Le comte Ignaz Batthyány (1741-1798), après un cursus remarquable d’études achevées à Rome, est pendant une quinzaine d’années chanoine à Eger, où il aide l’évêque Esterházy à créer et à développer la bibliothèque de la Haute École par lui créée (Eger).
Nommé en 1781 évêque de Transylvanie en résidence à Weißenburg, il est le fondateur du Batthyaneum, un complexe comprenant observatoire astronomique, collections diverses (notamment numismatique et géologie) et bibliothèque. Une imprimerie catholique est aussi fondée. L’évêque enrichit les collections de livres grâce à diverses acquisitions, notamment celles des anciennes bibliothèques de Löcse, mais aussi de l’archevêque de Vienne Migazzi.
L’ensemble du complexe du Batthyaneum est entièrement abrité dans une église désaffectée, et dont la nef a été subdivisée en différents niveaux, la bibliothèque occupant le dernier de ceux-ci. L’aménagement intérieur, parfaitement conservé, date de la fin du XVIII siècle, et la décoration picturale est très remarquable, avec des figures allégoriques diverses (Minerve, etc.) et une suite de petites peintures sur le thème de la bibliothèque (cliché 3). Les collections peuvent atteindre quelque 50000 livres anciens, dont un riche fonds de manuscrits et plus de 500 incunables. La pièce la plus remarquable est le Codex aureus du IXe siècle.

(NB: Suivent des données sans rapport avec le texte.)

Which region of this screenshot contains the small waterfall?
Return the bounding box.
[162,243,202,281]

On ne peut que regretter que, pour des raisons à la fois politiques et administratives, cet ensemble ne soit pas plus largement accessible au public –notre époque n’est apparemment pas aussi ouverte ni aussi confiante que pouvait l’être celle des Lumières. Le Batthyaneum constitue en effet un témoignage exceptionnel par sa richesse de la vie intellectuelle en Europe aux XVIIIe et XIXe siècles, en même temps qu’un ensemble patrimonial de tout premier plan. Il devrait bien évidemment être un des fleurons culturels d’une ville comme Alba Julia aujourd’hui.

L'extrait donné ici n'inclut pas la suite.